Speeding up neural networks using TensorNetwork in Keras
February 12, 2020
Posted by Marina Munkhoeva, PhD student at Skolkovo Institute of Science and Technology and AI Resident at Alphabet's X, Chase Roberts, Research Engineer at Alphabet's X, and Stefan Leichenauer, Research Scientist at Alphabet's X

Introduction

In this post, we’re going to talk about TensorNetwork, and how it can be used to supercharge a feed-forward neural network in TensorFlow. TensorNetwork is an open-source library released in June ‘19 to facilitate computations with tensor networks. Usually, the first question people ask us is “What is a tensor network?”, closely followed by “Why should I care about tensor networks?”. There are many resources out there addressing the first question (such as our previous Google AI blog post), and here we’re going to focus on answering the second. The basic idea is called “tensorizing” a neural network and has its roots in a 2015 paper from Novikov et. al. Using the TensorNetwork library, it’s straightforward to implement this procedure. Below we’ll give an explicit and pedagogical example using Keras and TensorFlow 2.0.

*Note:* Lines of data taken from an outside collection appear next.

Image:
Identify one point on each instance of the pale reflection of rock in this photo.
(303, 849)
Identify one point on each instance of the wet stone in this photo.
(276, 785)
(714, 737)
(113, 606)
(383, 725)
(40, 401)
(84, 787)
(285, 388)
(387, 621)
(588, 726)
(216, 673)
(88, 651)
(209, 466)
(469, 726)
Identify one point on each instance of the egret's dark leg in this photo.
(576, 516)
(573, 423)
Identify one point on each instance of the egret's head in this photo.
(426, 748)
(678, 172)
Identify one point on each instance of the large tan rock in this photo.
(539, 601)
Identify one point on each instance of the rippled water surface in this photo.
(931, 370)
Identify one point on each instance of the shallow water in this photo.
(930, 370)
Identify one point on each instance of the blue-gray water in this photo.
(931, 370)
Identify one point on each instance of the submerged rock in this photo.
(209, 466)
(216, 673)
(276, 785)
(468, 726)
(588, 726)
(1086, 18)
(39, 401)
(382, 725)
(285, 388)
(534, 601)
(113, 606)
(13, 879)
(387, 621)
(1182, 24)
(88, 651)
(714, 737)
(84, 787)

Getting started with TensorNetwork is easy. The library can be installed using pip:
pip install tensornetwork
The example code we’ll discuss in this post is also available in a Colab.

TN Layers

The basic idea of a TN-enhanced neural network is to replace one or more of the layers of the network with a TN layer. You can think of the TN layer as a compressed version of the original layer. The best results can be expected when you start out with a dense, highly-connected layer that has a lot of potential for compression. For example, consider the following:
Dense = tf.keras.layers.Dense
fc_model = tf.keras.Sequential(
    [
     tf.keras.Input(shape=(2,)),
     Dense(1024, activation=tf.nn.swish),
     Dense(1024, activation=tf.nn.swish),
     Dense(1, activation=None)])
This network has a two-dimensional input, one-dimensional output, and contains two hidden layers with 1024 neurons each. The total number of parameters (including weights and biases) is (2+1)*1024 + (1024+1)*1024 + (1024 +1)*1 = 1,053,697. The bulk of these parameters, (1024+1)*1024 = 1,049,600 of them, are associated with the second hidden layer. We’re going to replace those with a TN layer that is less than 1% of the original size.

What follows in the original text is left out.